Avec le système de taxation actuel, les GAFA (Google, Amazon, Facebook et Apple) ont la possibilité de mettre en oeuvre des stratégies d’optimisation fiscale très efficaces. Celles-ci consistent le plus souvent à établir leur siège en Europe dans un pays à faible taxation, souvent l’Irlande (où le taux de l’impôt sur les sociétés ne dépasse pas 12,5 %, contre 33,99 en Belgique). Celui-ci, jouant le rôle d’une “holding”, facture ensuite des commissions à ses filiales établies dans les autres pays européens afin d’absorber l’essentiel de leurs bénéfices. Un mécanisme parfaitement légal permet de réduire encore davantage les bénéfices imposables grâce à une structure fiscale qui passe par les Pays-Bas et un paradis fiscal tel que les Bermudes, pour compléter ce que l’on appelle le "sandwich néerlandais".

Les bénéficiaires du système actuel rejoints par d'autres contestataires

Il était prévu que les pays qui bénéficient de ces pratiques, tels que l'Irlande et les Pays-Bas, s’opposent à la mesure. Mais les doutes manifestés par d’autres pays, tels que la Suède, le Danemark, la Slovaquie, Malte, et Chypre, étaient bien plus inattendus. Et plus étonnant encore, dans le camp des sceptiques, on retrouvait l’Allemagne. Selon Reuters, des officiels européens auraient expliqué qu’elle redoute que les Etats-Unis s’offusquent de cette taxe, et qu’ils ripostent en prenant des mesures affectant les exportations allemandes. En outre, des entreprises allemandes seraient susceptibles d’être soumises à une telle taxation. 

L’OCDE prépare une réforme globale

Le secrétaire général de l’OCDE (Organisation de coopération et développement économiques) Angel Gurria, qui était présent à la réunion, a exhorté les États membres de ne pas se précipiter dans l'action et d’attendre la fin des travaux entrepris par son Organisation pour mettre au point une réforme fiscale au niveau mondial. L’introduction d’une telle taxe pourrait en effet être incompatible avec cette réforme globale. 

Le ministre français des Finances, Bruno Le Maire, ardent défenseur de la taxe, a ouvertement manifesté son dépit devant ces réticences : “L'Europe est-elle capable de se montrer forte ?. (...) Une chose que j'ai apprise lors de la semaine que je viens de passer aux Etats-Unis avec le président Macron : les Américains ne respecteront que les démonstrations de force”, a-t-il tonné.

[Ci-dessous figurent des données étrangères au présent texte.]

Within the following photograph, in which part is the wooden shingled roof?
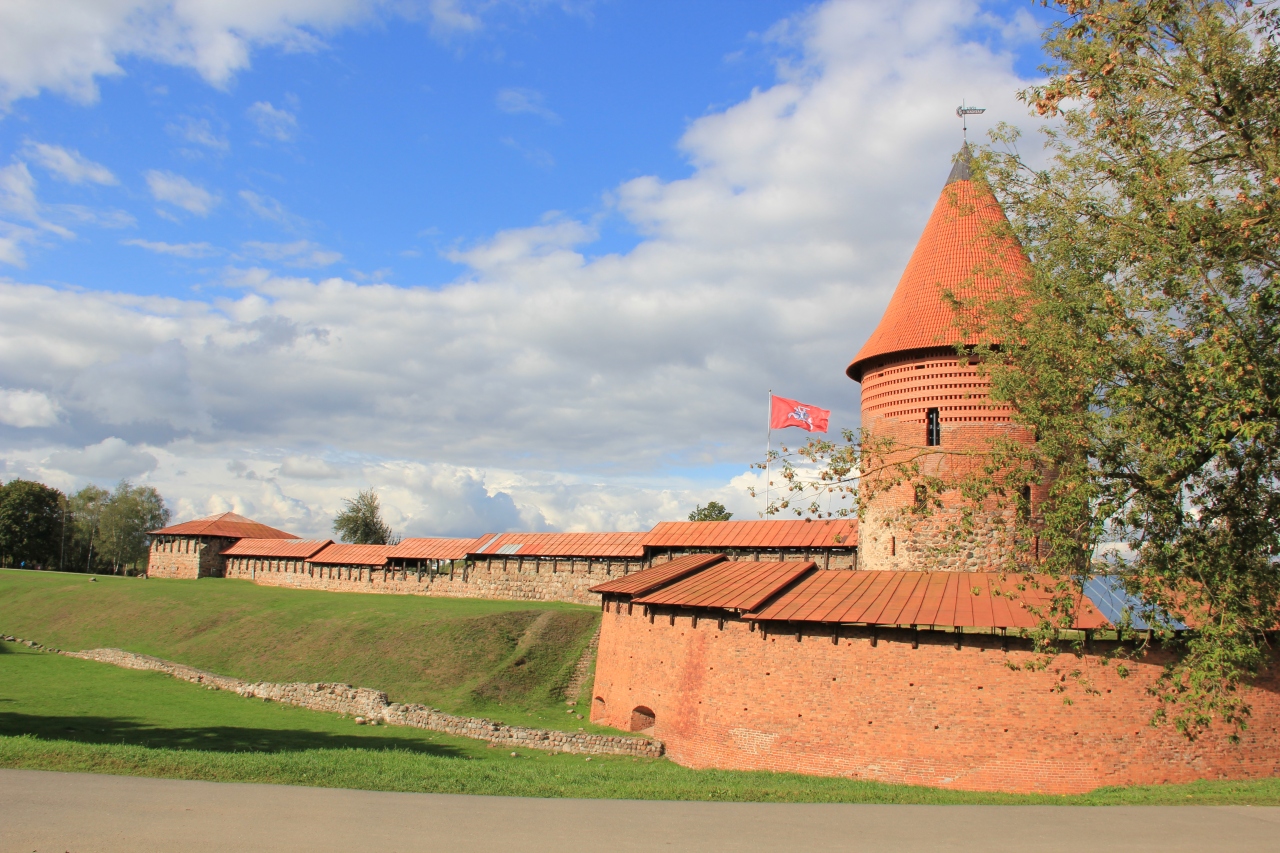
[471,533,645,557]
[311,542,396,567]
[641,519,858,551]
[387,538,484,560]
[148,512,298,539]
[591,553,724,596]
[846,145,1030,382]
[631,560,815,611]
[223,539,333,560]
[748,571,1108,629]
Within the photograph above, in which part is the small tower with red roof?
[846,145,1032,571]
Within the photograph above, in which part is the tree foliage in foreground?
[986,0,1280,735]
[0,480,64,569]
[333,489,399,544]
[781,0,1280,736]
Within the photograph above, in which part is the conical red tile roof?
[148,512,297,539]
[845,146,1030,382]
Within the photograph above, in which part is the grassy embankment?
[0,570,601,731]
[0,643,1280,806]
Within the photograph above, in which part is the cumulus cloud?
[120,240,218,257]
[495,87,559,122]
[0,388,58,429]
[244,240,342,268]
[46,435,157,480]
[0,161,74,266]
[146,169,219,216]
[22,141,119,186]
[248,101,298,142]
[280,456,342,480]
[239,190,306,229]
[0,0,1025,533]
[165,115,232,154]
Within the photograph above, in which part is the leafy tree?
[99,480,169,574]
[65,484,111,571]
[689,501,733,521]
[333,489,399,544]
[771,0,1280,738]
[967,0,1280,736]
[0,480,63,569]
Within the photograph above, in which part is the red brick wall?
[591,605,1280,793]
[859,348,1047,571]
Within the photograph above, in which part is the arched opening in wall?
[631,704,658,731]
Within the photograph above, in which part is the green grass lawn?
[0,643,1280,806]
[0,570,612,731]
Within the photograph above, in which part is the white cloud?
[239,190,306,229]
[165,115,232,152]
[46,435,156,480]
[0,388,58,429]
[0,161,76,266]
[244,240,342,268]
[22,141,119,186]
[495,87,559,123]
[146,169,219,216]
[120,240,218,257]
[0,0,1044,534]
[248,101,298,142]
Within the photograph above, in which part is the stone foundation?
[52,638,663,758]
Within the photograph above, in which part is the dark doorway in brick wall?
[631,704,657,731]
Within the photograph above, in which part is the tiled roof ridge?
[846,145,1030,382]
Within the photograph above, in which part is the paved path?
[0,770,1280,853]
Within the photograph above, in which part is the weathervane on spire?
[956,101,987,145]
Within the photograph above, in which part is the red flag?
[769,397,831,433]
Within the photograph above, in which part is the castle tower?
[846,145,1042,571]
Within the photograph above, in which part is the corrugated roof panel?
[223,539,333,560]
[748,571,1107,629]
[472,533,645,557]
[387,538,480,560]
[591,553,724,596]
[311,542,396,566]
[634,561,814,610]
[1084,575,1187,631]
[148,512,298,539]
[644,519,858,551]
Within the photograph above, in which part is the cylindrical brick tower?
[846,146,1043,571]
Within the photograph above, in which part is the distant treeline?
[0,480,169,574]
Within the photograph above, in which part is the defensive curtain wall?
[591,555,1280,794]
[162,520,858,605]
[147,512,297,578]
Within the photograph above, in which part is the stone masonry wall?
[58,638,663,758]
[225,557,644,605]
[147,537,234,579]
[591,602,1280,794]
[859,350,1048,571]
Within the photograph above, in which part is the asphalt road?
[0,770,1280,853]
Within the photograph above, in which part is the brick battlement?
[591,603,1280,794]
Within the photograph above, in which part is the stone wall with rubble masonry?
[0,635,663,758]
[224,557,645,606]
[147,537,236,579]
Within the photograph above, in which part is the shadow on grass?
[0,712,463,757]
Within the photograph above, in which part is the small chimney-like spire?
[943,142,973,186]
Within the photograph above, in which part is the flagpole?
[764,388,773,519]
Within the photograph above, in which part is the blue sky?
[0,0,1043,534]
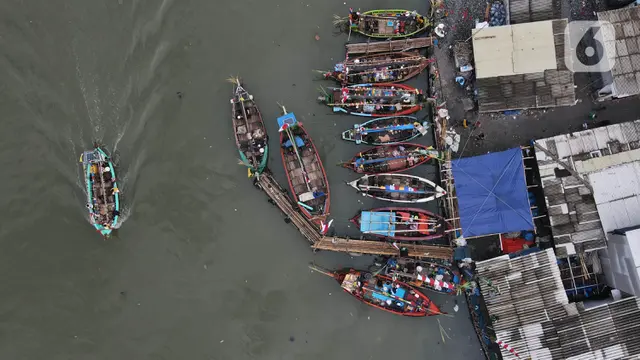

Une taxe “western Spaghetti” 

Dans le journal La Croix, Alain Lamassoure, eurodéputé du Parti populaire européen et corapporteur du projet de directive Assiette commune consolidée d’impôts sur les sociétés, explique pourquoi lui-même s’oppose à ce projet de taxation, qu’ll qualifie “d’impôt western spaghetti, parce qu’il ne rapportera qu’une poignée de dollars" :

“La Commission européenne estime le montant de la somme qu’elle pourra récupérer, pour l’ensemble des 27 pays de l’UE, à moins de 5 milliards d’euros. C’est très faible. En outre, il s’agit d’un impôt indirect, sur tout ou partie de l’activité des grandes entreprises du numérique. Mais ce n’est pas elles qui le payeront : en position de force sur leurs marchés respectifs, ces sociétés n’auront aucun mal à faire payer leurs clients”.

Pour Lamassoure, il serait bien plus judicieux de compter sur Accis, une directive d’harmonisation fiscale au sein du bloc, sur laquelle l’UE planche depuis 18 mois. Elle conduirait en effet à harmoniser l’assiette de l’impôt sur les sociétés entre les différents Etats-Membres. “C’est une mesure très importante, car c’est l’assiette – plus encore que le taux d’IS – qui fausse le jeu entre États”, précise-t-il.